1 R.E. Rowell January 3, 2009 at 12:28 am

Just a caution on Pension Splitting!

If a spouse is in a nursing home and their fees are supplemented by the Ontario Government, their rent could be increased because the Pension Splitting has increased their Net Income which is the basis for calculating the supplement!

One of my clients had to repay over $3,000 as the rent increase was more than the tax saving!

2 Tax Admin January 13, 2009 at 8:29 pm

Yes. Be aware that splitting income with your spouse using the pension splitting rules may have some unintended consequences. The CRA addresses this issue on their website.

Allocating pension income to a spouse or common-law partner reduces the pensioner’s net income and increases the spouse or common-law partner’s (the Pension Transferee) net income. As a result, benefits and tax credits that are calculated based on the total of the net incomes of both spouses or common-law partners (such as the GST/HST credit) will not change as a result of pension splitting.

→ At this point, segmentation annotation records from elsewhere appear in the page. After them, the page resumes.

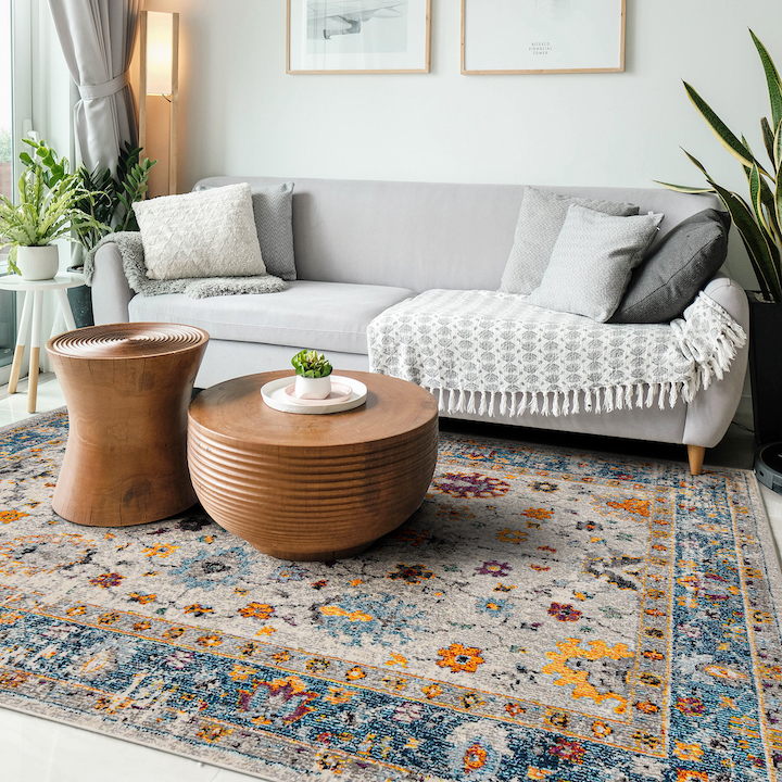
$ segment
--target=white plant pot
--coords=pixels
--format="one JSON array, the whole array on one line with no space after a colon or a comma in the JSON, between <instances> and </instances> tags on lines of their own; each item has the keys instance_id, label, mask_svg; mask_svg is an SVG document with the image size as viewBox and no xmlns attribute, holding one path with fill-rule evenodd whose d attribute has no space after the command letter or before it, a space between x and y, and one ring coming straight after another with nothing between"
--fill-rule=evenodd
<instances>
[{"instance_id":1,"label":"white plant pot","mask_svg":"<svg viewBox=\"0 0 782 782\"><path fill-rule=\"evenodd\" d=\"M293 393L299 399L326 399L331 393L331 376L305 378L302 375L297 375Z\"/></svg>"},{"instance_id":2,"label":"white plant pot","mask_svg":"<svg viewBox=\"0 0 782 782\"><path fill-rule=\"evenodd\" d=\"M60 248L56 244L45 247L16 248L16 265L22 279L51 279L60 269Z\"/></svg>"}]
</instances>

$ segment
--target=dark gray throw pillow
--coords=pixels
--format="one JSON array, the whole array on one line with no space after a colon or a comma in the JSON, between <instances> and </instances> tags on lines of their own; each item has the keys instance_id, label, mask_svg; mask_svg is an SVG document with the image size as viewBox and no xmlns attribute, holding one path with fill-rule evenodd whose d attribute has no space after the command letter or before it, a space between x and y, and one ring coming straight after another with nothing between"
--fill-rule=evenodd
<instances>
[{"instance_id":1,"label":"dark gray throw pillow","mask_svg":"<svg viewBox=\"0 0 782 782\"><path fill-rule=\"evenodd\" d=\"M608 323L670 323L681 317L728 254L727 212L707 209L682 220L633 272Z\"/></svg>"},{"instance_id":2,"label":"dark gray throw pillow","mask_svg":"<svg viewBox=\"0 0 782 782\"><path fill-rule=\"evenodd\" d=\"M252 189L255 230L266 270L295 279L293 260L293 182Z\"/></svg>"}]
</instances>

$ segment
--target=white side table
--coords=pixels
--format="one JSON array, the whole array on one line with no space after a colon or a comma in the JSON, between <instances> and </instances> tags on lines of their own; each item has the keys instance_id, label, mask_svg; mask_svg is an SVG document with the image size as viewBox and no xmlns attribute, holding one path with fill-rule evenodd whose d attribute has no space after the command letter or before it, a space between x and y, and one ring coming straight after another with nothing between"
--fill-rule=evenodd
<instances>
[{"instance_id":1,"label":"white side table","mask_svg":"<svg viewBox=\"0 0 782 782\"><path fill-rule=\"evenodd\" d=\"M16 350L14 351L13 366L11 367L11 379L9 381L9 393L16 393L20 371L22 370L22 355L27 339L27 331L30 333L30 365L29 384L27 390L27 412L35 413L38 401L38 363L40 357L40 326L41 311L43 304L43 292L54 291L58 300L58 312L54 316L52 336L60 333L59 321L62 318L68 330L76 328L71 312L71 304L67 300L67 288L78 288L84 285L84 277L80 275L58 275L50 280L24 280L16 275L0 277L0 290L24 291L25 301L22 307L22 321L20 323L18 336L16 338ZM33 321L30 328L30 319Z\"/></svg>"}]
</instances>

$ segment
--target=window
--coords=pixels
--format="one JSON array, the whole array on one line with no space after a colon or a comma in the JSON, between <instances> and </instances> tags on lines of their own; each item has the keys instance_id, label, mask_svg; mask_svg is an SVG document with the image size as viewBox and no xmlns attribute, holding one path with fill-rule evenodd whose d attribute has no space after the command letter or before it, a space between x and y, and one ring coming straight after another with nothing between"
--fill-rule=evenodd
<instances>
[{"instance_id":1,"label":"window","mask_svg":"<svg viewBox=\"0 0 782 782\"><path fill-rule=\"evenodd\" d=\"M11 48L11 0L0 0L0 192L13 199L13 51ZM5 253L0 256L5 272ZM16 340L15 297L0 291L0 373L11 364ZM5 370L7 374L8 369ZM0 382L8 378L0 377Z\"/></svg>"},{"instance_id":2,"label":"window","mask_svg":"<svg viewBox=\"0 0 782 782\"><path fill-rule=\"evenodd\" d=\"M33 66L30 0L0 0L0 192L13 197L20 171L20 139L31 128ZM0 253L0 275L7 253ZM16 341L15 295L0 291L0 386L11 375Z\"/></svg>"}]
</instances>

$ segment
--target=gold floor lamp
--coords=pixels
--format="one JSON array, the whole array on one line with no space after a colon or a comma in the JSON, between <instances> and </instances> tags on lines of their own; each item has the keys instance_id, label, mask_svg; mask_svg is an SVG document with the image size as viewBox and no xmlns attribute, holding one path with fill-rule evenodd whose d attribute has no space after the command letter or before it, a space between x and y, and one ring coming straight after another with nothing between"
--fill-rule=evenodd
<instances>
[{"instance_id":1,"label":"gold floor lamp","mask_svg":"<svg viewBox=\"0 0 782 782\"><path fill-rule=\"evenodd\" d=\"M139 146L147 152L147 99L169 104L168 188L177 191L177 113L179 108L179 14L142 11L139 45Z\"/></svg>"}]
</instances>

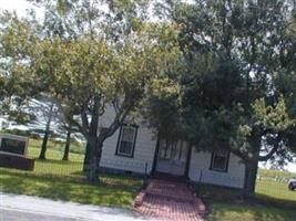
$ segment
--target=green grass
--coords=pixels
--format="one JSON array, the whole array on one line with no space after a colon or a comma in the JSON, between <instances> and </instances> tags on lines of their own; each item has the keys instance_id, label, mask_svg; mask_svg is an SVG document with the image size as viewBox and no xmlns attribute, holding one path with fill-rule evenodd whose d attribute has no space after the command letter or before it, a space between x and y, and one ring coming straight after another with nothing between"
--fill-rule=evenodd
<instances>
[{"instance_id":1,"label":"green grass","mask_svg":"<svg viewBox=\"0 0 296 221\"><path fill-rule=\"evenodd\" d=\"M275 177L293 177L289 172L259 170L262 180L256 185L256 199L252 203L242 198L242 191L210 185L197 187L210 213L206 221L294 221L296 219L296 191ZM268 178L268 179L264 179Z\"/></svg>"},{"instance_id":2,"label":"green grass","mask_svg":"<svg viewBox=\"0 0 296 221\"><path fill-rule=\"evenodd\" d=\"M294 221L296 211L262 204L212 202L206 221Z\"/></svg>"},{"instance_id":3,"label":"green grass","mask_svg":"<svg viewBox=\"0 0 296 221\"><path fill-rule=\"evenodd\" d=\"M37 144L30 143L29 157L38 157ZM70 160L62 161L62 150L50 147L47 156L48 160L35 160L34 171L0 168L0 191L131 208L142 187L141 179L113 175L102 175L100 185L89 185L81 172L83 155L70 152Z\"/></svg>"}]
</instances>

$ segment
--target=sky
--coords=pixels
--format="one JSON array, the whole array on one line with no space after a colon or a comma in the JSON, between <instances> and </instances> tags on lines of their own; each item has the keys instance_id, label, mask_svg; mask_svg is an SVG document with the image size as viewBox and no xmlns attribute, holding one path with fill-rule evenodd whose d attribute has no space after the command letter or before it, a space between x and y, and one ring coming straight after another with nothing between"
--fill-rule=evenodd
<instances>
[{"instance_id":1,"label":"sky","mask_svg":"<svg viewBox=\"0 0 296 221\"><path fill-rule=\"evenodd\" d=\"M24 15L25 9L31 7L25 0L0 0L0 10L17 11L19 15Z\"/></svg>"},{"instance_id":2,"label":"sky","mask_svg":"<svg viewBox=\"0 0 296 221\"><path fill-rule=\"evenodd\" d=\"M33 6L25 0L0 0L0 11L16 11L20 17L23 17L25 14L25 10L32 7ZM42 15L42 11L40 9L37 9L37 15ZM296 172L296 162L289 164L286 169Z\"/></svg>"}]
</instances>

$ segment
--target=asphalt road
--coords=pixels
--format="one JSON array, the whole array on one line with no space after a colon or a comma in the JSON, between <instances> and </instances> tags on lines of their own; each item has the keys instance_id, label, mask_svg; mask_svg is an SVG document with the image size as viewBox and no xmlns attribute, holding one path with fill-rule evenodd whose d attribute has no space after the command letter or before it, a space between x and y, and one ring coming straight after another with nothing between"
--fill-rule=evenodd
<instances>
[{"instance_id":1,"label":"asphalt road","mask_svg":"<svg viewBox=\"0 0 296 221\"><path fill-rule=\"evenodd\" d=\"M23 212L18 210L0 209L0 221L86 221L86 220Z\"/></svg>"}]
</instances>

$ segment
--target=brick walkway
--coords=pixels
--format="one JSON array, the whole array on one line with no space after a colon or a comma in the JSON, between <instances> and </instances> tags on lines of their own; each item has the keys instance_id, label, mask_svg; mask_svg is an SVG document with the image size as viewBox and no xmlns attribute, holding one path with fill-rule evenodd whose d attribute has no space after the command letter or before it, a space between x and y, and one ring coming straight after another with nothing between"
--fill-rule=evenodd
<instances>
[{"instance_id":1,"label":"brick walkway","mask_svg":"<svg viewBox=\"0 0 296 221\"><path fill-rule=\"evenodd\" d=\"M152 180L136 197L135 211L162 220L203 221L205 207L185 183Z\"/></svg>"}]
</instances>

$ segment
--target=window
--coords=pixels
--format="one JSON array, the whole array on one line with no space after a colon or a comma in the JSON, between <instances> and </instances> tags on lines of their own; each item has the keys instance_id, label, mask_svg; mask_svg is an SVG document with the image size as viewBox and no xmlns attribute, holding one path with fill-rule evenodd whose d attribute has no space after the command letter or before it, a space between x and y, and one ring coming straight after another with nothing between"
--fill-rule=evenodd
<instances>
[{"instance_id":1,"label":"window","mask_svg":"<svg viewBox=\"0 0 296 221\"><path fill-rule=\"evenodd\" d=\"M229 151L225 149L214 150L212 154L211 170L226 172L228 169Z\"/></svg>"},{"instance_id":2,"label":"window","mask_svg":"<svg viewBox=\"0 0 296 221\"><path fill-rule=\"evenodd\" d=\"M130 125L121 126L116 155L124 157L133 157L136 131L137 131L136 126L130 126Z\"/></svg>"}]
</instances>

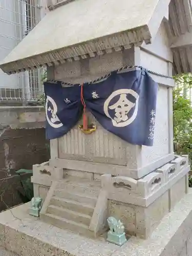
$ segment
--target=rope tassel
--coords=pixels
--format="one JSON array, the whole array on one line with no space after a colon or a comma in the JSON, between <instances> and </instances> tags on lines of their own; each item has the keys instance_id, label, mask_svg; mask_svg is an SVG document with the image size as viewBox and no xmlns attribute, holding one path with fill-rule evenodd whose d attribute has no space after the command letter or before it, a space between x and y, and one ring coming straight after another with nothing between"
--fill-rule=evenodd
<instances>
[{"instance_id":1,"label":"rope tassel","mask_svg":"<svg viewBox=\"0 0 192 256\"><path fill-rule=\"evenodd\" d=\"M83 130L88 130L88 120L86 113L86 104L83 98L83 84L81 86L81 101L83 106L83 113L82 114L82 126Z\"/></svg>"}]
</instances>

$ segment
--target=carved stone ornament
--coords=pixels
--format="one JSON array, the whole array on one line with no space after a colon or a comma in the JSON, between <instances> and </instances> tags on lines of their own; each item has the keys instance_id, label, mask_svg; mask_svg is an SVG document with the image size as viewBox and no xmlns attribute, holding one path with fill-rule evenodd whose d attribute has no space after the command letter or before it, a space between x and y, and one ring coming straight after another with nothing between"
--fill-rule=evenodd
<instances>
[{"instance_id":1,"label":"carved stone ornament","mask_svg":"<svg viewBox=\"0 0 192 256\"><path fill-rule=\"evenodd\" d=\"M41 209L42 198L33 197L31 201L31 207L29 208L29 214L35 217L39 217Z\"/></svg>"},{"instance_id":2,"label":"carved stone ornament","mask_svg":"<svg viewBox=\"0 0 192 256\"><path fill-rule=\"evenodd\" d=\"M108 233L106 241L121 246L127 241L122 223L120 220L117 221L113 217L108 219L108 223L110 230Z\"/></svg>"}]
</instances>

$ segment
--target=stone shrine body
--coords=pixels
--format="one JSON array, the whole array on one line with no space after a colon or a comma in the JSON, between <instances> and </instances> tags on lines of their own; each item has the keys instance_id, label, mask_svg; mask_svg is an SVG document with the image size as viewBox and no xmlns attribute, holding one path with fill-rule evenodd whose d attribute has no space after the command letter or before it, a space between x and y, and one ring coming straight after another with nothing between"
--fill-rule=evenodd
<instances>
[{"instance_id":1,"label":"stone shrine body","mask_svg":"<svg viewBox=\"0 0 192 256\"><path fill-rule=\"evenodd\" d=\"M49 162L33 166L34 196L44 202L40 218L96 237L108 229L107 219L112 216L121 219L127 234L147 239L188 191L188 156L174 153L175 83L169 77L173 71L188 72L192 68L178 63L180 47L188 49L189 43L182 45L183 33L179 30L176 36L174 31L180 26L173 12L178 4L120 0L117 5L111 0L105 6L102 0L65 2L51 2L50 13L1 68L11 74L46 65L48 79L71 83L90 81L125 66L152 71L150 75L159 85L154 145L129 144L102 128L89 113L94 132L83 133L80 120L66 135L51 140ZM146 8L141 10L142 5ZM79 13L73 11L79 9ZM125 14L125 10L133 12ZM113 23L114 15L119 20ZM107 27L112 24L113 28ZM94 24L98 24L96 30ZM50 35L61 39L56 42Z\"/></svg>"}]
</instances>

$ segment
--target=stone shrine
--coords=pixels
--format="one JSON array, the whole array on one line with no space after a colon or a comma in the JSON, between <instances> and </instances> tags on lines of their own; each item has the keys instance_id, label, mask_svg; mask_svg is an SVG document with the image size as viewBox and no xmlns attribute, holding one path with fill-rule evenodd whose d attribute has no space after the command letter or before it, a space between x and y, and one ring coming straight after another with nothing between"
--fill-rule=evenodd
<instances>
[{"instance_id":1,"label":"stone shrine","mask_svg":"<svg viewBox=\"0 0 192 256\"><path fill-rule=\"evenodd\" d=\"M66 135L51 140L50 161L33 168L34 197L43 200L40 220L97 238L114 217L127 235L150 239L188 193L188 156L174 153L170 77L192 71L191 3L48 3L49 13L1 63L5 72L46 66L48 80L82 83L124 66L142 66L152 71L159 90L152 147L121 140L91 113L94 132L83 133L80 120Z\"/></svg>"}]
</instances>

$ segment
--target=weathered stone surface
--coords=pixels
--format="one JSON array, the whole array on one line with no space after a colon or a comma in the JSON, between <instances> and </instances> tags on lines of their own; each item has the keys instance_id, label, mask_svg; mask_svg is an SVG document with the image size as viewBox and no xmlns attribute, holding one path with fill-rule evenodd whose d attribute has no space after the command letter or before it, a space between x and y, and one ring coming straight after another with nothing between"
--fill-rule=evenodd
<instances>
[{"instance_id":1,"label":"weathered stone surface","mask_svg":"<svg viewBox=\"0 0 192 256\"><path fill-rule=\"evenodd\" d=\"M134 205L108 200L108 217L113 216L121 220L126 233L136 234L136 212Z\"/></svg>"},{"instance_id":2,"label":"weathered stone surface","mask_svg":"<svg viewBox=\"0 0 192 256\"><path fill-rule=\"evenodd\" d=\"M136 207L137 237L146 239L169 212L168 191L147 207Z\"/></svg>"},{"instance_id":3,"label":"weathered stone surface","mask_svg":"<svg viewBox=\"0 0 192 256\"><path fill-rule=\"evenodd\" d=\"M8 247L10 248L9 242L12 241L9 239L18 236L12 232L12 229L24 236L18 237L25 237L27 240L26 242L22 241L20 244L22 246L27 246L25 250L23 247L20 249L16 243L12 243L11 249L14 251L22 250L19 256L178 256L179 253L185 253L186 242L187 256L191 256L191 189L174 210L163 218L150 238L143 240L132 237L121 248L106 243L103 238L86 239L44 223L28 215L28 204L23 205L13 210L13 214L22 220L23 224L10 214L10 210L6 212L6 217L4 212L0 214L0 223L10 228L7 229L8 236L6 240ZM33 237L32 242L29 237Z\"/></svg>"},{"instance_id":4,"label":"weathered stone surface","mask_svg":"<svg viewBox=\"0 0 192 256\"><path fill-rule=\"evenodd\" d=\"M183 198L186 193L185 176L170 188L170 209L172 210L177 203Z\"/></svg>"}]
</instances>

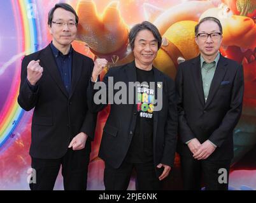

However, pension splitting will affect any tax credits and benefits that are calculated using one taxpayer’s net income, such as the age amount, the spouse or common-law partner amount, and the repayment of Old Age Security benefits.

The allocation of pension income may also affect certain federal, provincial, or territorial programs.

3 Dawn H February 25, 2010 at 2:19 pm

I work and make about $76000.00 my husband is retired and makes about $35000.00 can we income split while i am still working?

4 Tax Guy February 25, 2010 at 4:32 pm

@Dawn – I have edited out your last name form the post.

If your income is employment income, there really little you can do to split income on your employment income. You can save taxes by having your spouse do the investing with his money. In this scenario, you pay all of the bills, including his income tax and he invests his money. All investment income is then taxed in his hands.

5 rick s March 14, 2010 at 3:48 pm

I am a sole proprietor working as a carpenter. Is there a way to transfer some of my income to my sons. They are under 18 and live at home. They do not actually work on site with me but I was wondering if I could make them partners in my business and then claim some of my income on their returns. As non working partners I would not have to carry wcb coverage for them? Just looking for a way to reduce my taxable income

6 Tax Guy March 14, 2010 at 7:14 pm

@ Rick: If they worked in the business, you could pay them a salary. Otherwise you may be able to incorporate your business and make your children shareholders. Speak with an accountant before doing so to ensure the structure is appropriate.